Another half hour goes by and she comes up to me and says, “I don’t want you to think I was misrepresenting myself. I can make up a really nice marketing database,
but a financial database is out of my range of capability.” Marketing database?.., I think, oh… she can print out mailing labels! But she can’t add up numbers.
What bothers me most is that she gave up so quickly. She had an “Access Step by Step” training manual to refer to, which is pretty crappy but does have loads of code in it relevant to the kind of basic programming we need. Nobody gave her a deadline. We wouldn’t have expected any usable results for weeks and weeks. Given the work load on us, I wouldn’t have been surprised if it took two or three months to get something just ready to try out, let alone switch over to. I figure it would take at least that long for ME to do it, and I consider myself a fairly half-assed Access programmer.
But now Madame X is kind of freaking out. “Guys, I’m really overstressed. It’s been a really bad day, my husband’s out of town, and I’m really tired. I really need to take tomorrow or Thursday off if that’s ok.” Privately she said to me, “Jim, I’m really concerned that you might feel I misrepresented my knowledge of Access (which I do feel).” Now she knows that I know that she doesn’t know much at all about her self-proclaimed specialty, and I think this is contributing substantially to her feeling of unease.
I suppose I need to talk this over with my boss, in that I am (on paper) Madame X’s supervisor, though I not even sure Madame X knows that, and my boss and I had already agreed to put Madame X to work on this task. Madame X may now actually be fearing for her job, as she’s till on probation.
That will be my boss’s call, but I won’t recommend getting rid of Madame X. She wasn’t, after all, hired as a computer specialist, but as a customer service specialist.

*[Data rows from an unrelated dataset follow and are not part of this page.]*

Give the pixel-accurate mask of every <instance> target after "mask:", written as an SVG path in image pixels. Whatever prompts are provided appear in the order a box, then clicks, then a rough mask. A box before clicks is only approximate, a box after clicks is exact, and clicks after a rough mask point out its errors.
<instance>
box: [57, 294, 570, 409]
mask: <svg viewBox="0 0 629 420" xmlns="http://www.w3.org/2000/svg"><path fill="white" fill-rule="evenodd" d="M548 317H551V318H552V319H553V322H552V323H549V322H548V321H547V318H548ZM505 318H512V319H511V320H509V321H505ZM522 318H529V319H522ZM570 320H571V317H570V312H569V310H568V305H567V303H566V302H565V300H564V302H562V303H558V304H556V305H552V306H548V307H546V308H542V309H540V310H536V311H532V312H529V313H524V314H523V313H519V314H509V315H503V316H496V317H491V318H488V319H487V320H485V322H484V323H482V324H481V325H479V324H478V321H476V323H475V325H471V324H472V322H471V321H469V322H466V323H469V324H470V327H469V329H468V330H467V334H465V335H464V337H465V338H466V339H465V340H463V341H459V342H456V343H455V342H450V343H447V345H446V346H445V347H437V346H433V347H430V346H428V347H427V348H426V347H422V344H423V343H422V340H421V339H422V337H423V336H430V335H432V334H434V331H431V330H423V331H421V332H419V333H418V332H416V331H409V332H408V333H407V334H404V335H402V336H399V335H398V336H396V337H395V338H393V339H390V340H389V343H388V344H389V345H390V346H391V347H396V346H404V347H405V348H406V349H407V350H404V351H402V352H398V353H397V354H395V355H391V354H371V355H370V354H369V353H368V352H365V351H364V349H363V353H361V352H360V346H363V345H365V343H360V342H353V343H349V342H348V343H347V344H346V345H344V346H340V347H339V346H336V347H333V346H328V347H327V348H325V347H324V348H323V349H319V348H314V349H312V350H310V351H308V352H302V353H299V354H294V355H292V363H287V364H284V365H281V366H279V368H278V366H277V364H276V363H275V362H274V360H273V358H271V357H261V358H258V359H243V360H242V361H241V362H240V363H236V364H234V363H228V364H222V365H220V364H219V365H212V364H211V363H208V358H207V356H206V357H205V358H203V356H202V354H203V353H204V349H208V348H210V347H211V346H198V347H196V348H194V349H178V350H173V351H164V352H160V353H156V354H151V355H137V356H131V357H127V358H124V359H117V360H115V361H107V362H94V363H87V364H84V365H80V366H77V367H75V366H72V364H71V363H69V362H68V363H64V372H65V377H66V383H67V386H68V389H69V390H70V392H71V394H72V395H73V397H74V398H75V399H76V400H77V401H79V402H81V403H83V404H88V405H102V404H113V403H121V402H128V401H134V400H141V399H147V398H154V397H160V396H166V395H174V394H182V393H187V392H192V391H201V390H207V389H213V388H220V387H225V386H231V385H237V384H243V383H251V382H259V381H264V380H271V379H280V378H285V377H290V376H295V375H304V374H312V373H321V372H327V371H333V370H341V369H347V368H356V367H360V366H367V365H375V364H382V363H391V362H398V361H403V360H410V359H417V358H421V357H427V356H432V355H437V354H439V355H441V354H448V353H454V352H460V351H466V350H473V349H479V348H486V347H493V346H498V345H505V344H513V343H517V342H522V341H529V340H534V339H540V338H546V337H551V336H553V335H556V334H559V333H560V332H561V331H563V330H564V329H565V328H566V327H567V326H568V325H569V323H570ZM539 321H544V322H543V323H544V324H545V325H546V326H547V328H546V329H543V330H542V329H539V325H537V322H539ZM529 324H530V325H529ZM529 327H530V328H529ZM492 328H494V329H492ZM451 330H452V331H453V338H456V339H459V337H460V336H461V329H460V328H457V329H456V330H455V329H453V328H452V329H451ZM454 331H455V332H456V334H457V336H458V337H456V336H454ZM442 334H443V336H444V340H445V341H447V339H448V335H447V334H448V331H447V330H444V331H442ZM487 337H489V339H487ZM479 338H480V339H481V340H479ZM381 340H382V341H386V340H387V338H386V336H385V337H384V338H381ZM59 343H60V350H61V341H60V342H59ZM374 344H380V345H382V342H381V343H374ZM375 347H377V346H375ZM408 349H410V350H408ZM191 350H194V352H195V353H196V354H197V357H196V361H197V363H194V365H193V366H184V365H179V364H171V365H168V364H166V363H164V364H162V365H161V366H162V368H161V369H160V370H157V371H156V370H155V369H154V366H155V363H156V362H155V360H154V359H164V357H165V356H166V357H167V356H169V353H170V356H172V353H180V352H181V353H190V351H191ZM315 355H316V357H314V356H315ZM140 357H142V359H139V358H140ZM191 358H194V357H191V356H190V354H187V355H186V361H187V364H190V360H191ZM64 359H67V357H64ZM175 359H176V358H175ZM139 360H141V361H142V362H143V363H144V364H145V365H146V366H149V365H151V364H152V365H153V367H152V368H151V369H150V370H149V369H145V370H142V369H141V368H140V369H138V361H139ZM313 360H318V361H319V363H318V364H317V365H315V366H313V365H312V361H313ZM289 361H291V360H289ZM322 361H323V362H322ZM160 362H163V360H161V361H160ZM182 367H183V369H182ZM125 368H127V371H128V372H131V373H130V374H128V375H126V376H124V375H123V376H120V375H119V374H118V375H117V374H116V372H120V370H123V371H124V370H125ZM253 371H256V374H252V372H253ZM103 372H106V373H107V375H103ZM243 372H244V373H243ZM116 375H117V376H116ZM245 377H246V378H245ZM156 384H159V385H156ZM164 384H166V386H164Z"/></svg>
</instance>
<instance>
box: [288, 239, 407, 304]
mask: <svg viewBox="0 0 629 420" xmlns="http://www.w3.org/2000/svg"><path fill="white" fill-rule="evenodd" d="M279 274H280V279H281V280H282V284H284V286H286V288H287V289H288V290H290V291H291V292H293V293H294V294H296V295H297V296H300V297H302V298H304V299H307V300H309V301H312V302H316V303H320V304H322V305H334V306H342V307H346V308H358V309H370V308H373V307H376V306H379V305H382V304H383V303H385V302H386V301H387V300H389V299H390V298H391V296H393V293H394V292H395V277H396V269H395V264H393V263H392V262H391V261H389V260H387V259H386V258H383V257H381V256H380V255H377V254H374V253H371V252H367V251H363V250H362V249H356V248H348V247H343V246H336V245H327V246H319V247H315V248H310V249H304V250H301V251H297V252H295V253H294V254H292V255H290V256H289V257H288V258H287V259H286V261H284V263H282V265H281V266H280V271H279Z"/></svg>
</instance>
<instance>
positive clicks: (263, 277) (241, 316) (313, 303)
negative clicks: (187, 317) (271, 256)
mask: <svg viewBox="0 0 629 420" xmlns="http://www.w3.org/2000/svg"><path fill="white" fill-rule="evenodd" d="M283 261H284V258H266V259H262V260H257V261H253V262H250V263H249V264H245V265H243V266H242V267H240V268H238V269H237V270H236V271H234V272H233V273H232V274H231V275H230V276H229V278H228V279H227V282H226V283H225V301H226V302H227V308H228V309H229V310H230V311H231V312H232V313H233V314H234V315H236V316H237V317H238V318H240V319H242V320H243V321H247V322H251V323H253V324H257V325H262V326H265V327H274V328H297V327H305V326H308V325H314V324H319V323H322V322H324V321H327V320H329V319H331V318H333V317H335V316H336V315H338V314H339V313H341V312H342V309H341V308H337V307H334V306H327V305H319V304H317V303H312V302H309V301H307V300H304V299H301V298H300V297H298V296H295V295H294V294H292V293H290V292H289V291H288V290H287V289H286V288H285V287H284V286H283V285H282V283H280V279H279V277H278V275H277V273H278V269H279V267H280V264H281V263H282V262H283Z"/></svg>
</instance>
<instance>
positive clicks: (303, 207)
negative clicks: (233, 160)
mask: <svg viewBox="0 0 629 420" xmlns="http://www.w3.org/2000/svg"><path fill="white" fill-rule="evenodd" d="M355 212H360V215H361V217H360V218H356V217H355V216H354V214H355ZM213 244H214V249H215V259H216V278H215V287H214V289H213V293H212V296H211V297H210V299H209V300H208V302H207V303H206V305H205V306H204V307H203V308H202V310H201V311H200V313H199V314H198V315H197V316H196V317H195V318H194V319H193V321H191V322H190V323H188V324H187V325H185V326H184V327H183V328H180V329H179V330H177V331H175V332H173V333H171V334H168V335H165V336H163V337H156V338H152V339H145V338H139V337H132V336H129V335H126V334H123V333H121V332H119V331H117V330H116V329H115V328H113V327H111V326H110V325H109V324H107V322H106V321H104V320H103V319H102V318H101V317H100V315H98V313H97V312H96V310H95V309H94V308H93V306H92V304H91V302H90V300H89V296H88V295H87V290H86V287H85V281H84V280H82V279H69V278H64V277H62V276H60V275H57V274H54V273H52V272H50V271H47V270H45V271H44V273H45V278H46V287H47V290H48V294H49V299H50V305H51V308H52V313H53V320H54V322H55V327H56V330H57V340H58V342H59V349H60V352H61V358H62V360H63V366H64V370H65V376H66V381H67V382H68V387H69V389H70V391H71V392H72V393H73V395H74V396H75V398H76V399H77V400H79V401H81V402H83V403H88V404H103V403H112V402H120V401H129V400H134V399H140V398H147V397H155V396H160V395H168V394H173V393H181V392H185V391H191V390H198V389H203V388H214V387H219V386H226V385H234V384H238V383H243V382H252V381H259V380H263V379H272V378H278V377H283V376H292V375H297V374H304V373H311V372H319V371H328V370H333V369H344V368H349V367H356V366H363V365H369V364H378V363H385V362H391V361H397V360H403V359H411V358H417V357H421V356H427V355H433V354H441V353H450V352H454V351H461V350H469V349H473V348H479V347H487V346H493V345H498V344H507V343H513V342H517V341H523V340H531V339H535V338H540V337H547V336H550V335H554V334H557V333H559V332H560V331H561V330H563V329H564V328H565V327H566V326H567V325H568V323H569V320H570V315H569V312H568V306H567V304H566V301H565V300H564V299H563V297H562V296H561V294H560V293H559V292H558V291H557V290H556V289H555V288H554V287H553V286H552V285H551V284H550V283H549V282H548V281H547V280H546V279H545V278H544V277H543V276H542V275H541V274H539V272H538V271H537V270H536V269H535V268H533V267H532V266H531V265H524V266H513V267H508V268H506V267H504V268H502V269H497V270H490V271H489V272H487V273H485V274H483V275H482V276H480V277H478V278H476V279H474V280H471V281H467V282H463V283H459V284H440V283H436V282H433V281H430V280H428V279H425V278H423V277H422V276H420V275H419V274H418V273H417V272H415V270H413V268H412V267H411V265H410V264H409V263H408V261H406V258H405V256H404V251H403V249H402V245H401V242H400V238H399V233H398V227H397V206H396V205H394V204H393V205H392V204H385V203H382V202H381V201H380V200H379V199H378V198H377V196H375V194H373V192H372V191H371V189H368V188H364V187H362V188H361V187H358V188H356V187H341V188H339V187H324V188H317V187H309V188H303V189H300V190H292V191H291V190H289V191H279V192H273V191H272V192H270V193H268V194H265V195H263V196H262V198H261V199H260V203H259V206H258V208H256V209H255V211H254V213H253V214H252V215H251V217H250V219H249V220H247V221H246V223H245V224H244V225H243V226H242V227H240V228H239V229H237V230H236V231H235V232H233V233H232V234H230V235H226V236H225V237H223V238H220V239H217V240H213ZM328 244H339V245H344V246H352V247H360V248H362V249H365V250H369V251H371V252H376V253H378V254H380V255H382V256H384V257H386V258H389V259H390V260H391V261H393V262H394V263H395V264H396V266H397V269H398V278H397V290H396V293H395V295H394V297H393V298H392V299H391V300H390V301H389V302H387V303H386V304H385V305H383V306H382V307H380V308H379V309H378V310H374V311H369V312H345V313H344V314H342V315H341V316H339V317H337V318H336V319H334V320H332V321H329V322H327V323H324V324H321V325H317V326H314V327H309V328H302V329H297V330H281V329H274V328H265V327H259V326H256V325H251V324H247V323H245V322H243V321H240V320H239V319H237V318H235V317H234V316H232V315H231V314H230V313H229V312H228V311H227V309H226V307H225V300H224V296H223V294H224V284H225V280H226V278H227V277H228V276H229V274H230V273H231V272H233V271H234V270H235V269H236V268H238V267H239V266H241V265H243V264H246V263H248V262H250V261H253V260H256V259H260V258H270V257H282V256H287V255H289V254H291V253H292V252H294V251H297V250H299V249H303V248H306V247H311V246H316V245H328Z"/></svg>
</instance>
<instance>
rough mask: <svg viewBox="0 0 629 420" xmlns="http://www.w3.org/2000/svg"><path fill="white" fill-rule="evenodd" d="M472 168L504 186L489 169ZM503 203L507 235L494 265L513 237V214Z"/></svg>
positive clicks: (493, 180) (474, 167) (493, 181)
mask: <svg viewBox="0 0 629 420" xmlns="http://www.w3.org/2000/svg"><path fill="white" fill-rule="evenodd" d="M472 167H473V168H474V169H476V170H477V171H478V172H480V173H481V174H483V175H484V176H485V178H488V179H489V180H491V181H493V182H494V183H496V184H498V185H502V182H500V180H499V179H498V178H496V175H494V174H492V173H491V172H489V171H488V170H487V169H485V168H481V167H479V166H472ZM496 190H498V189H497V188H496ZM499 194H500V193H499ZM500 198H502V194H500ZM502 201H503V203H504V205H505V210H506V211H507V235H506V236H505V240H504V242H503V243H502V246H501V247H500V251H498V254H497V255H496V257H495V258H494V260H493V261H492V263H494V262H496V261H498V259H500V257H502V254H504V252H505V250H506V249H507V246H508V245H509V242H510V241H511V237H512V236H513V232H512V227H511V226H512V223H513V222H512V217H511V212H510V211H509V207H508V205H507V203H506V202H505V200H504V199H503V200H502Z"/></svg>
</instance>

The other was, in our minds, just gravy. I had just really hoped that we would have a better programmer than ME around, ‘cause I pretty much suck, and we have so FAR to go in modernizing our office systems.
Since I’m reasonably sure that my boss wouldn’t get rid of Madame X unless her coworkers and I really pushed for it, how to I pass the message along to her that though she either lied, or deluded herself, about her computer expertise, her job is not in the balance over this?
Should I pass that word? I don’t want her taking time off because she feels threatened and stressed.